A fourth voice spoke. “We are victims. Imperialists are the oppressors.”
The man called Tilhas who did not seem to understand all this blood lust asked “But why assault Americans?”
“Because they supply the Turks.”
“But they supply us also.”
“How can you call yourself a Cypriot if you don’t blame others for what happens to you? If you put up a bad roof, blame corporate imperialism. If your daughter gets pregnant, blame Hollywood movies. When you rob your father and he breaks your bones for it, blame the Egyptians. You must remember at all times you are a Cypriot and that means you will never invent anything or build anything or grow anything anyone else will want. Therefore you can never be on the side of doers. They must always be your enemies, Tilhas. America is made up of the worst doers in the world. Therefore, we must hate them most. Besides, it’s easiest to dynamite baby carriages here. If we get caught, nobody pulls our arms out our shoulders. Nobody peels our skin off our back. Nobody starts bonfires on our bare stomach. No one hurts us. They just put us in jail and let us go a little later.”
“Wrong,” came Remo’s voice. He stood inside the door, looking around at the four men. “There are still some of us who think that evil ought to be punished.”
“Who are you?” asked one of the Cypriots.
Remo raised a hand for silence. “Which one of you is Tilhas?”
A small man with a scraggly mustache and basset-hound eyes raised his hand meekly. “I Tilhas. Why?”
“I heard you from the window,” Remo said. “I’m going to do you a favor. You’re going to die easily.”
He did. The others didn’t.
Remo looked down at the thrashing body of the last one still to live.
“They’ll find you in the spring,” he said. “When they see what happened to you, I think everybody else in your ragtag little gang is going to go back to Cyprus and forget about dynamiting babies. So don’t look at it like you’re just dying. You’re giving your life to save your fellow Cypriots.”
The man mumbled.
“I can’t hear you,” Remo said.
The man mumbled again.
Remo reached down and removed the man’s right elbow from his mouth.
“Talk up now. What’d you say?”
“To hell with fellow Cypriots,” the man said.
“That’s what I’d thought you’d say,” Remo said. “If I meet any more, I’ll pass on the message.”
And then he was back out into the cold windy night, moving smoothly across the snow back toward the icy cliff.

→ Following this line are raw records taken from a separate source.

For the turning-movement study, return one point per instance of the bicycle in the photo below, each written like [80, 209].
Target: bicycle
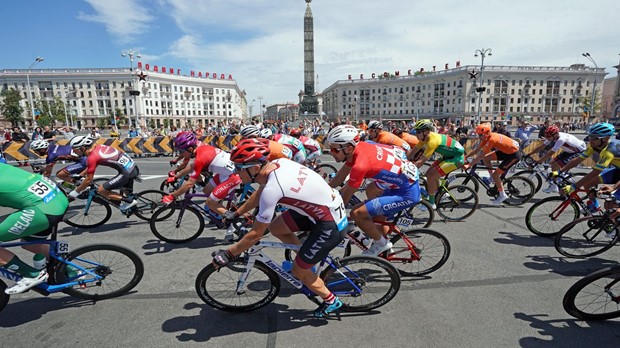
[251, 281]
[547, 216]
[92, 272]
[595, 296]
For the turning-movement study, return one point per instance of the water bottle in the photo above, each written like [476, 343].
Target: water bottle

Yes, that’s what he was, he was a man. Remo Williams smiled. Sometimes that wasn’t a bad thing to be.
· · ·
When he got back to the houseboat on Lake Winnepesaukee, that illusion was shattered. He learned that he had two left feet and compared with him, hippopotamuses were ballet dancers and an elephant trumpeting was a whisper and “I don’t know why I let you hang around with me.”
Remo had changed from his black mesh suit into black chinos and a white tee shirt. He lifted his head up from the built-in couch on the houseboat and looked at the old Oriental who had spoken.
The man was sitting on the indoor-outdoor rugging of the floor. He was surrounded by inkwells and quill pens and on his lap, he had a large sheet of parchment. Behind him were a half dozen more sheets.
All the sheets, including the one on his lap, were blank.
“Can’t write again today, huh, Chiun?” Remo said.
“I could write anytime I wanted,” Chiun said, “if my heart were not so heavy.”
Remo turned away and looked out the window over his head. The stars still twinkled in the nighttime sky but already the horizon was lightening as dawn grew near. Without looking back, Remo said:
“I suppose you better tell me how I’m ruining your life this time.”
“You are very cooperative,” Chiun said.
“Just thoughtful,” said Remo. “I’m a thoughtful man. I figured that out tonight on the mountain. I’m a man. Nothing else. All your silly Korean legends about Shiva, the Destroyer, and me being a god are all just that. Hogwash. I’m a man.”